Four Strategies for Better Search
- Identify All the Sources: The first step is to identify all of the sources of your information. After all, you can’t make business decisions on information you can’t find or don’t know you even have. This step is important because our traditional notions of Enterprise Content Management have generally assumed that we could put all of our information into one system and manage it from there. But the reality today is that information is everywhere, so a comprehensive audit of all your sources of information is therefore essential. This effort certainly includes any number of business systems and content repositories, but a host of other pockets of information must also be included as well; cloud repositories, file shares, and mobile apps, for example, all contain important information that may operate outside the purview of ‘records management’ or ‘information governance’ per se.
- Sift and Aggregate: With so much information to manage, it can help to reduce the chaos. Do this by “sifting and aggregating” what you find. Often, you can make some good initial decisions right away by examining things like file name, path name, and file extensions before you attempt to migrate, read, or index the content itself. And since as much as 60-80% of enterprise organization information is either redundant, obsolete, or trivial, it pays to sift out the bits of useless information and bring to the top the important nuggets that provide the most value or demand further care and attention. The “80-20” rule applies: you often find 80% of the improvement opportunity in 20% of the scope.
- Use Good Semantics: Good semantics are essential for search to be more strategic. In other words, what is the language and logic that you are using to search for and find information? For many organizations, especially those in jargon-intense fields like the Oil and Gas, Pharmaceutical, or Healthcare industries, “speaking the right language” goes well beyond standard search terms. Industry-specific taxonomies, ontologies, dictionaries, aliases, examples, synonyms, acronyms, stemmers, stop words, and reference asset lists all drive the discussion and the business. Most search engines simply can’t understand this level of specificity. However, you can establish a more intelligent semantic layer to your search parameters by using this knowledge base to further classify the ingested content, enrich the search functionality and results, and bring more depth and speed to the search process overall.

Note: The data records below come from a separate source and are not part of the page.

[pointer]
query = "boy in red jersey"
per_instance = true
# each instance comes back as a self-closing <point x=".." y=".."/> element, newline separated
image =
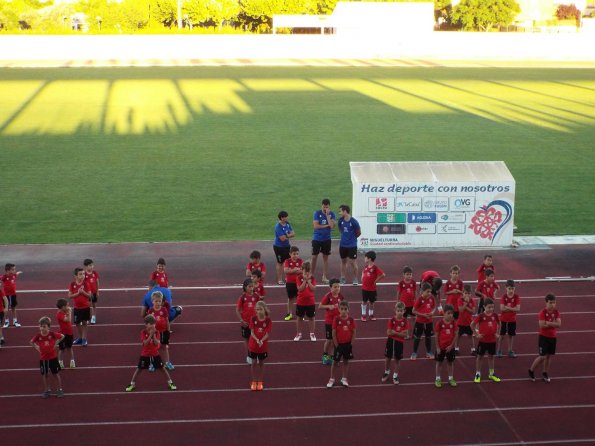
<point x="487" y="330"/>
<point x="305" y="304"/>
<point x="9" y="280"/>
<point x="92" y="277"/>
<point x="454" y="289"/>
<point x="510" y="305"/>
<point x="258" y="347"/>
<point x="487" y="289"/>
<point x="424" y="309"/>
<point x="549" y="322"/>
<point x="330" y="302"/>
<point x="406" y="290"/>
<point x="292" y="268"/>
<point x="371" y="274"/>
<point x="149" y="337"/>
<point x="161" y="315"/>
<point x="466" y="307"/>
<point x="344" y="329"/>
<point x="80" y="292"/>
<point x="397" y="331"/>
<point x="64" y="318"/>
<point x="447" y="333"/>
<point x="46" y="343"/>
<point x="245" y="311"/>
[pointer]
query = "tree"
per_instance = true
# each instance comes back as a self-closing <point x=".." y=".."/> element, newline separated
<point x="485" y="14"/>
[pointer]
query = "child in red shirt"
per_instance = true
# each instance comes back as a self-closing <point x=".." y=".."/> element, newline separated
<point x="149" y="337"/>
<point x="46" y="343"/>
<point x="397" y="331"/>
<point x="447" y="333"/>
<point x="371" y="274"/>
<point x="258" y="346"/>
<point x="343" y="336"/>
<point x="487" y="330"/>
<point x="549" y="322"/>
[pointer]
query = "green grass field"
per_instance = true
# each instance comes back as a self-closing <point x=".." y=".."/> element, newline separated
<point x="164" y="154"/>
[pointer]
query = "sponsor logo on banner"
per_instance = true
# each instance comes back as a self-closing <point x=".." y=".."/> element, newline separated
<point x="451" y="228"/>
<point x="409" y="204"/>
<point x="435" y="204"/>
<point x="421" y="229"/>
<point x="421" y="217"/>
<point x="380" y="204"/>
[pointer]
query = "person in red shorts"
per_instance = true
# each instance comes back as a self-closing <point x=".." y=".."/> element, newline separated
<point x="549" y="322"/>
<point x="510" y="305"/>
<point x="487" y="330"/>
<point x="80" y="293"/>
<point x="406" y="290"/>
<point x="258" y="346"/>
<point x="447" y="333"/>
<point x="344" y="330"/>
<point x="397" y="331"/>
<point x="64" y="317"/>
<point x="46" y="343"/>
<point x="246" y="310"/>
<point x="149" y="337"/>
<point x="330" y="302"/>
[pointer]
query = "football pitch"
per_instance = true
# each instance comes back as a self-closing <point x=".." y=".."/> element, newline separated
<point x="213" y="153"/>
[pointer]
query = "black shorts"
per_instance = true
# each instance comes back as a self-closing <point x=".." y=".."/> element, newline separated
<point x="450" y="356"/>
<point x="145" y="361"/>
<point x="350" y="253"/>
<point x="393" y="349"/>
<point x="308" y="311"/>
<point x="324" y="247"/>
<point x="420" y="328"/>
<point x="508" y="328"/>
<point x="281" y="253"/>
<point x="486" y="347"/>
<point x="369" y="296"/>
<point x="66" y="342"/>
<point x="49" y="365"/>
<point x="291" y="288"/>
<point x="547" y="346"/>
<point x="259" y="356"/>
<point x="343" y="351"/>
<point x="81" y="315"/>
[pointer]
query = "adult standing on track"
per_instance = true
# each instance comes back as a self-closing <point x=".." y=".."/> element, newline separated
<point x="324" y="222"/>
<point x="350" y="231"/>
<point x="281" y="245"/>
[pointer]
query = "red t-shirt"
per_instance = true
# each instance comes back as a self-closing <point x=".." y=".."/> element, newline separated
<point x="65" y="326"/>
<point x="10" y="283"/>
<point x="306" y="296"/>
<point x="369" y="276"/>
<point x="259" y="329"/>
<point x="548" y="316"/>
<point x="509" y="316"/>
<point x="487" y="326"/>
<point x="47" y="345"/>
<point x="465" y="316"/>
<point x="291" y="264"/>
<point x="80" y="300"/>
<point x="150" y="349"/>
<point x="445" y="333"/>
<point x="92" y="279"/>
<point x="452" y="299"/>
<point x="407" y="292"/>
<point x="246" y="305"/>
<point x="160" y="278"/>
<point x="399" y="326"/>
<point x="344" y="329"/>
<point x="424" y="305"/>
<point x="160" y="318"/>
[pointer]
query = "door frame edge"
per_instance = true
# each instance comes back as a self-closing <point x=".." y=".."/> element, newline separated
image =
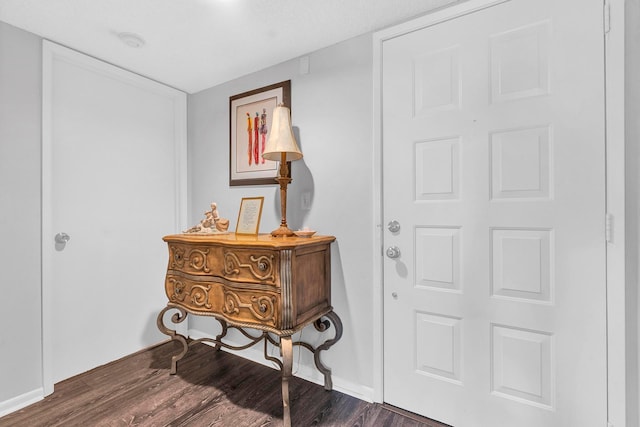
<point x="615" y="176"/>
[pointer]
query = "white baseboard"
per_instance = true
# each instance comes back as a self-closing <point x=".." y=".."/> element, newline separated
<point x="19" y="402"/>
<point x="306" y="371"/>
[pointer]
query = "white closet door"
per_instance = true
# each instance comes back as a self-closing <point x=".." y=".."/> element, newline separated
<point x="114" y="177"/>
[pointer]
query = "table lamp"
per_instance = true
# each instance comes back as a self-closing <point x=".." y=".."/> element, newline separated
<point x="282" y="147"/>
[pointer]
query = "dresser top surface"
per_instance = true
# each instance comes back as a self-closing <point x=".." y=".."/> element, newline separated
<point x="233" y="239"/>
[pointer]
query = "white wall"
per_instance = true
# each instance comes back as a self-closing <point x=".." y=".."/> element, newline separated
<point x="331" y="112"/>
<point x="20" y="93"/>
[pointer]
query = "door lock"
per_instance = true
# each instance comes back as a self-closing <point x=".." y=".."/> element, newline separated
<point x="393" y="252"/>
<point x="62" y="238"/>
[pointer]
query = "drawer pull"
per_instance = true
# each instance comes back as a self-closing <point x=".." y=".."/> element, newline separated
<point x="261" y="307"/>
<point x="261" y="267"/>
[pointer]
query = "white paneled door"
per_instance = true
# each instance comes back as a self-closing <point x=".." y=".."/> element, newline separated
<point x="114" y="149"/>
<point x="493" y="167"/>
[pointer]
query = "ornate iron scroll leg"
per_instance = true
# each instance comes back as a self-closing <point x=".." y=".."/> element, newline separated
<point x="323" y="326"/>
<point x="286" y="347"/>
<point x="222" y="334"/>
<point x="176" y="318"/>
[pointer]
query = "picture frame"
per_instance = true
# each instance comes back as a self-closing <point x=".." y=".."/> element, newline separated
<point x="249" y="215"/>
<point x="250" y="116"/>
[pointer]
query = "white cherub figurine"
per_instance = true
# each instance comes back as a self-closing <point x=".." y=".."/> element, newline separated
<point x="212" y="223"/>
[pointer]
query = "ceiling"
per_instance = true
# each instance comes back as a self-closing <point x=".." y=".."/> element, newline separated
<point x="196" y="44"/>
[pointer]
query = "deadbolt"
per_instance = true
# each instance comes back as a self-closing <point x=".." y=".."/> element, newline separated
<point x="393" y="226"/>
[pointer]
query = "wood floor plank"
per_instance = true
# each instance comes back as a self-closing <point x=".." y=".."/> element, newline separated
<point x="211" y="389"/>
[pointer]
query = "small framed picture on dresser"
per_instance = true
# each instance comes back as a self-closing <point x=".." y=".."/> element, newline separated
<point x="249" y="215"/>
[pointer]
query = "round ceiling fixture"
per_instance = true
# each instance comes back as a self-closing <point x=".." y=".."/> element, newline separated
<point x="131" y="39"/>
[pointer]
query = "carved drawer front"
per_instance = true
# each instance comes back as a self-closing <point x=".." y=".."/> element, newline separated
<point x="250" y="306"/>
<point x="236" y="264"/>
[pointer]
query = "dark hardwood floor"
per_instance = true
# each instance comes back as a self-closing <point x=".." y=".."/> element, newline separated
<point x="211" y="388"/>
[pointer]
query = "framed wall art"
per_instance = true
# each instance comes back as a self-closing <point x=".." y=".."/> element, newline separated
<point x="249" y="215"/>
<point x="250" y="116"/>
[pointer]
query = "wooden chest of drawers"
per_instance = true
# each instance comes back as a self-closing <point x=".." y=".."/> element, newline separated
<point x="275" y="285"/>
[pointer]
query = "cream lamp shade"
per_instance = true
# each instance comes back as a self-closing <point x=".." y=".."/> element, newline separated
<point x="281" y="139"/>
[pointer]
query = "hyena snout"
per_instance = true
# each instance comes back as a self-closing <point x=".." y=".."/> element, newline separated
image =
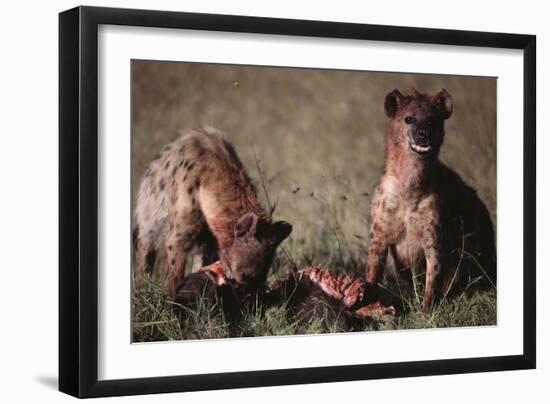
<point x="253" y="249"/>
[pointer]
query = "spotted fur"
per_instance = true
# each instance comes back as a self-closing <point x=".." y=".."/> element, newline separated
<point x="423" y="216"/>
<point x="196" y="196"/>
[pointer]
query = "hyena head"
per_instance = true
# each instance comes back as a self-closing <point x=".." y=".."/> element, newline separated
<point x="251" y="254"/>
<point x="417" y="121"/>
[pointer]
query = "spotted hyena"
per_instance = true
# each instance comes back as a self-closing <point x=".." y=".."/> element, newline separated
<point x="196" y="197"/>
<point x="423" y="216"/>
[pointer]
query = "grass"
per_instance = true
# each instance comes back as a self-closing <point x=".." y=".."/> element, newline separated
<point x="313" y="140"/>
<point x="154" y="319"/>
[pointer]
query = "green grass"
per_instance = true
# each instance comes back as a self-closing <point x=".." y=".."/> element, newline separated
<point x="313" y="140"/>
<point x="155" y="320"/>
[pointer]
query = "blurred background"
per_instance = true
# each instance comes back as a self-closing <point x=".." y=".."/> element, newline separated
<point x="313" y="140"/>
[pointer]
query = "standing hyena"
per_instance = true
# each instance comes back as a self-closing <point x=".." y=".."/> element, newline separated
<point x="423" y="215"/>
<point x="197" y="196"/>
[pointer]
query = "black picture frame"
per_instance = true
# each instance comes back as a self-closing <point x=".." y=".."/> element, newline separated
<point x="78" y="201"/>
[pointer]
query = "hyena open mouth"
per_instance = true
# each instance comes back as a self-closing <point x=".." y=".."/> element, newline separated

- Be Strategic: Searching is more intelligent when you establish a broad understanding of any search query and deliver ranked search results that have both high precision and context. You can do this by using the same methods that are used to build the semantics layer. The search is expanded and made more intelligent by using the relationships inherent in the taxonomies, ontologies, and so forth. Advanced techniques using Natural Language Processing (NLP) and Machine Learning (ML) are then applied to any search terms in order to interpret their meaning and context. This framework enables you to deliver Intelligent Search by integrating Artificial Intelligence (AI) with conventional enterprise search capabilities.
Searching Intelligently
As the value of information continues to evolve, Intelligent Search has never been more important. Properly managed, findable information supports better business decisions, saves time, reduces cost, and minimizes risk. But most of all, Intelligent Search enables organizations to build a competitive advantage over their slower-moving competitors. Increased agility, service, and innovation are all hallmarks of digital transformation. The better you are at finding your information in the right contexts, the more analytical you can get with that data to make even stronger, more nuanced – and strategic – business decisions. Enterprise organizations in all industries must work to make Intelligent Search an essential organizational skill.